Sanggahan Atas Tulisan Sebelumnya “Puasa; Syarat Sahnya I’tikaf..??”

Segala puji bagi Allâh pemilik ilmu yang memuncaki pucuk kesempurnaan. Ada kebahagiaan tersendiri rasanya, ketika mengetahui bahwa Allâh ternyata masih sudi memberikan kita tambahan ilmu. Ya, sepercik ilmu dari keluasan ilmu-Nya yang tak terbatas oleh ruang dan waktu. Segenap luapan rasa syukur hanya pantas tertuju untuk-Nya. Dia masih memberikan kita kesempatan untuk meluruskan yang bengkok, untuk bangkit dari ketergelinciran, untuk membenarkan yang salah, dan untuk kembali ke pangkuan kebenaran.

Pada artikel sebelumnya yang berjudul “Puasa; Syarat Sahnya I’tikaf…??” , saya menyatakan kecondongan saya pada pendapat a-immah (para Imâm) yang menyatakan bahwa ibadah puasa bukanlah syarat i’tikâf, melainkan sebatas sunnah yang melengkapi kesempurnaannya semata. Dalam artian, seseorang tetap dikatakan ber-i’tikâf jika dia meniatkan i’tikâf di masjid, kendati saat itu ia tidak berpuasa, terkecuali jika i’tikâf tersebut dilakukan saat Ramadhân.

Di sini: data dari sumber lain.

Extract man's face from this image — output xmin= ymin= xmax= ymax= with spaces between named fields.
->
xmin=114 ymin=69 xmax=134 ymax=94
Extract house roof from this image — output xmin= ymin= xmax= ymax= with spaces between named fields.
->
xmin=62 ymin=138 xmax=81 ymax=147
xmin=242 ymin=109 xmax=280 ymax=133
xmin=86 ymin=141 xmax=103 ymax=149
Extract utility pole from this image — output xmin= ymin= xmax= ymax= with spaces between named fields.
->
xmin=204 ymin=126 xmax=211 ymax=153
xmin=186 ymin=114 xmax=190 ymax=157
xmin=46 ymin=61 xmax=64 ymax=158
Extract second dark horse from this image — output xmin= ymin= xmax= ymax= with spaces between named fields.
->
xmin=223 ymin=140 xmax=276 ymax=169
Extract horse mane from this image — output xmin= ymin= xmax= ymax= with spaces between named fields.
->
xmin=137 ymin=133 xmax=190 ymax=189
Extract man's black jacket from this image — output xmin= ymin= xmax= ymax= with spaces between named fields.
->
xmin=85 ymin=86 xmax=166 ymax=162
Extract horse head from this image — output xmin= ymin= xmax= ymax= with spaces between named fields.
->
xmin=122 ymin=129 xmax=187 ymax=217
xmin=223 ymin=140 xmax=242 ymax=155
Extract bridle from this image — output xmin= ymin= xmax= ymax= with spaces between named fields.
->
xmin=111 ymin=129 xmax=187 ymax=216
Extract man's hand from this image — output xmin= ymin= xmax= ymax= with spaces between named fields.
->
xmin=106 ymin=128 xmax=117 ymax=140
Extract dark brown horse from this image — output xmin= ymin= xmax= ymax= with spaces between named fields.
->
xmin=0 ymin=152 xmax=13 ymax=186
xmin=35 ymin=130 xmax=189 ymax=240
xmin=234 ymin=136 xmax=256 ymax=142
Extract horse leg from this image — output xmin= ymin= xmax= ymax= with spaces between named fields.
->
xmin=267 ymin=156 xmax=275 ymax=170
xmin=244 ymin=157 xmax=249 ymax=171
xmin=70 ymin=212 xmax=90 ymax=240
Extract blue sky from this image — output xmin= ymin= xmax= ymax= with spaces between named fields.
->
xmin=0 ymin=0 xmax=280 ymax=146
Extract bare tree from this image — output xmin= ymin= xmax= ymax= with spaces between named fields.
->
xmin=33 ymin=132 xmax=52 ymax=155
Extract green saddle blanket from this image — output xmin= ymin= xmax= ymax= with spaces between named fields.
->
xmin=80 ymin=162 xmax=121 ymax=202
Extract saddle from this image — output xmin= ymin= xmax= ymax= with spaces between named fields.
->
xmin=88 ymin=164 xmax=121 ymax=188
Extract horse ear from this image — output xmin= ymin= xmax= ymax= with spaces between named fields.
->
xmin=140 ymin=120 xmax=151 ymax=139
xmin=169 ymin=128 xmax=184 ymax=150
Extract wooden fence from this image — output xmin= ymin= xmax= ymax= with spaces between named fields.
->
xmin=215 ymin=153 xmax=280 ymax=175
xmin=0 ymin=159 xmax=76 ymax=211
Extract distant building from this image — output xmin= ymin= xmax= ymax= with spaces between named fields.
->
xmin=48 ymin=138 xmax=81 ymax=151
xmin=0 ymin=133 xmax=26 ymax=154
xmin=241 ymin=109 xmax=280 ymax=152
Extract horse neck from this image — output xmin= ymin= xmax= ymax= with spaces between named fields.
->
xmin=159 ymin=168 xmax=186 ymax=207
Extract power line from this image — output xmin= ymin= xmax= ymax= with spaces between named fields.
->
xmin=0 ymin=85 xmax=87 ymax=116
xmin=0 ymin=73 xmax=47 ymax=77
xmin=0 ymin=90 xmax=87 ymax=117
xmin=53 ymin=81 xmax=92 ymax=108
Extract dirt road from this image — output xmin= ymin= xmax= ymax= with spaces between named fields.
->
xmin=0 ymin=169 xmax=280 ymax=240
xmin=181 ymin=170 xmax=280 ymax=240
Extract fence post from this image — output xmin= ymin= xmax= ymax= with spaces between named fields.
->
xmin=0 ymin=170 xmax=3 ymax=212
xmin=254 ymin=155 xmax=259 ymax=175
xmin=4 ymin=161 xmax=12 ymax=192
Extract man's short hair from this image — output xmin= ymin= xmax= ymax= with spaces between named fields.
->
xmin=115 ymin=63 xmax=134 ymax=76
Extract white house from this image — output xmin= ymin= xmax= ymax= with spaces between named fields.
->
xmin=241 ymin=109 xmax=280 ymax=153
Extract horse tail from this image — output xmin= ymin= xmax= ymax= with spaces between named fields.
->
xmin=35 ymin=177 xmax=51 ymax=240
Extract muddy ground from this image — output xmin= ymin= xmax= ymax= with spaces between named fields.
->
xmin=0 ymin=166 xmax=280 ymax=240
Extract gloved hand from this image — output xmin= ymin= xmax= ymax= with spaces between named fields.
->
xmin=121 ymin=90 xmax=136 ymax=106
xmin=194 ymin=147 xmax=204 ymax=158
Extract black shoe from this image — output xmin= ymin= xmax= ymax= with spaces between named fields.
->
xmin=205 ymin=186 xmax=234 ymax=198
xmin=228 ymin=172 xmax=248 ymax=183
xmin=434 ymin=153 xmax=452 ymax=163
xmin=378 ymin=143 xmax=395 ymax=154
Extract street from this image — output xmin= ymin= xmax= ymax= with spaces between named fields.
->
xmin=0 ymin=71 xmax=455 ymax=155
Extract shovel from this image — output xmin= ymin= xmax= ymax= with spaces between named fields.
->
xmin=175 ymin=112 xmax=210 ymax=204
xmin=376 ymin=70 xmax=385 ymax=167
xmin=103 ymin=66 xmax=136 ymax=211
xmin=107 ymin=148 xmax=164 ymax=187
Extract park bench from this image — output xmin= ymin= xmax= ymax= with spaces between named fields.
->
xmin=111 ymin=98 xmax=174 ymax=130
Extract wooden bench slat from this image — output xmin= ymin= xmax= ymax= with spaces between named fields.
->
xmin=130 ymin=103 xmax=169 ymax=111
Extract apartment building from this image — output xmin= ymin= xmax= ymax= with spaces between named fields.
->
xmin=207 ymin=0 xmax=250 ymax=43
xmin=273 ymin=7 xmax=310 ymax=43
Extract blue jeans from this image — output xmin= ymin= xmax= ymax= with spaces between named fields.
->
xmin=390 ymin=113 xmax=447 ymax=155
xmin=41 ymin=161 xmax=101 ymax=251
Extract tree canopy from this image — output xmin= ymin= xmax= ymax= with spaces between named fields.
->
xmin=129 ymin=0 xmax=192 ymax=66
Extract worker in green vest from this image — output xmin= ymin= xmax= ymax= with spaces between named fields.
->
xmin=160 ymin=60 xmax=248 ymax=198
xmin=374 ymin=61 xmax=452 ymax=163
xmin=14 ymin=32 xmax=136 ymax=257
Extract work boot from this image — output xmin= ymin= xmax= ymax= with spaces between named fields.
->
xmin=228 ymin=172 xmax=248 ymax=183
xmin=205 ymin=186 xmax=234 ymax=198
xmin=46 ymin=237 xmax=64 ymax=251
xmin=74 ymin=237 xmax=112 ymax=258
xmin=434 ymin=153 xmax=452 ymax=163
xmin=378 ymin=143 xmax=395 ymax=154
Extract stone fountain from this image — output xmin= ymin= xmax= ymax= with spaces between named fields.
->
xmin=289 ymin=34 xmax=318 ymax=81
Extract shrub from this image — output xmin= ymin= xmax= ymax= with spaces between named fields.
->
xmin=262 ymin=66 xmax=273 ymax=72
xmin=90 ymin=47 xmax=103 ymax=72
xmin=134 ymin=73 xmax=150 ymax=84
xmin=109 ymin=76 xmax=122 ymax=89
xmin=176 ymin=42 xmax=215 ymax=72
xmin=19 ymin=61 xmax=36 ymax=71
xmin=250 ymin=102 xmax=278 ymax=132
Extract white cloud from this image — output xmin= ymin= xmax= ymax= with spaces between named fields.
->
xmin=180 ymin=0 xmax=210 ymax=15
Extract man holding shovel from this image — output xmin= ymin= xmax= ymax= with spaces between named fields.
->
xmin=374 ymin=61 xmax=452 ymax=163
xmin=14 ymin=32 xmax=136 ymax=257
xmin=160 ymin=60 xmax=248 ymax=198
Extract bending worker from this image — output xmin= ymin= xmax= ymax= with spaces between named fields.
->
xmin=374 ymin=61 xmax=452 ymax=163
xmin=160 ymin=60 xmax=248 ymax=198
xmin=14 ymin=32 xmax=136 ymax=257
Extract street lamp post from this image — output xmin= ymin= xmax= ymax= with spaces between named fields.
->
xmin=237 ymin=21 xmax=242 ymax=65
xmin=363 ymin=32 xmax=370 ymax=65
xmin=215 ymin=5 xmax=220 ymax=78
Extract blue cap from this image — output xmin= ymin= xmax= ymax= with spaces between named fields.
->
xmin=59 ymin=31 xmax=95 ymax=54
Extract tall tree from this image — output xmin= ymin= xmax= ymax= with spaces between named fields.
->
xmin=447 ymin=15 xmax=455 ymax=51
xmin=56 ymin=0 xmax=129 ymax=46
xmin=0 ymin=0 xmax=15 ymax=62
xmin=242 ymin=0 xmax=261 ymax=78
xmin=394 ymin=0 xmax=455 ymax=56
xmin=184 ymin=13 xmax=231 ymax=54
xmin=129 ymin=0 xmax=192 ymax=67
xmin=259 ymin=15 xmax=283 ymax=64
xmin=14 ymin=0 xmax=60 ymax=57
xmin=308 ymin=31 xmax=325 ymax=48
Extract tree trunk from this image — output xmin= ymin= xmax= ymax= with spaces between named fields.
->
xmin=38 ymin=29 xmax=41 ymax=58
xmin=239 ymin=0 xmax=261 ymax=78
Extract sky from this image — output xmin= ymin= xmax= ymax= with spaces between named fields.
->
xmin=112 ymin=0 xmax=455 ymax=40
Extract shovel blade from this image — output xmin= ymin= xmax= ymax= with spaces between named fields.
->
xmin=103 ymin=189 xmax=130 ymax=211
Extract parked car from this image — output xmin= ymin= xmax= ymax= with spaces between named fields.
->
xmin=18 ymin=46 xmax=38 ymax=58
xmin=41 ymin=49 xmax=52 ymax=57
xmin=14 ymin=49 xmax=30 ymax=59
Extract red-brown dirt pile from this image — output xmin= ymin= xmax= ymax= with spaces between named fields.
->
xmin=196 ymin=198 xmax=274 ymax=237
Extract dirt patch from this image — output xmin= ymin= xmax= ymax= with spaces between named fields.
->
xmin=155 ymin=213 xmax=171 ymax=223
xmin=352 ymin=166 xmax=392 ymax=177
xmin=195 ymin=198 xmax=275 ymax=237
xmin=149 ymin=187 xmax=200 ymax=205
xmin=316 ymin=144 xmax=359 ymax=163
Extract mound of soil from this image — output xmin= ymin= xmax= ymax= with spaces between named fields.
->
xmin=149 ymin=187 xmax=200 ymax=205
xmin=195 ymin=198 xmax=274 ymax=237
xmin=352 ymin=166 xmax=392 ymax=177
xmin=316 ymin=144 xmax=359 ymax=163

Sampai rencana Allâh yang begitu indah dengan lembutnya menghampiri saya. Dia menakdirkan saya membaca sebuah risalah berjudul al-Inshâf fï Ahkâmil I’tikâf, karya al-Muhaddits asy-Syaikh ‘Ali Hasan al-Halabi al-Atsari hafizhâhullâhu ta’âla, seorang ulama yang dikenal kokoh di atas sunnah, pakar dan peneliti hadits tersohor di zaman ini, penulis Islami dengan karya-karyanya yang fenomenal. Risalah tersebut benar-benar telah menyingkap selubung yang menirai mata, yang selama ini saya kira sebagai proyeksi riil dari sebuah “kebenaran” yang saya anggap benar. Hanya saja, di balik selubung itu ternyata ada kebenaran yang sebelumnya saya anggap sebuah kekeliruan.

Berbicara tentang syarat-syarat i’tikâf, dalam risalah mungil setebal 48 halaman tersebut Syaikh ‘Ali Hasan menegaskan bahwa i’tikâf harus dibarengi dengan puasa. Beliau dengan panjang lebar memaparkan dalil demi dalil yang menyokong pendapatnya dan pendapat para Imâm yang telah mendahului beliau dalam masalah ini.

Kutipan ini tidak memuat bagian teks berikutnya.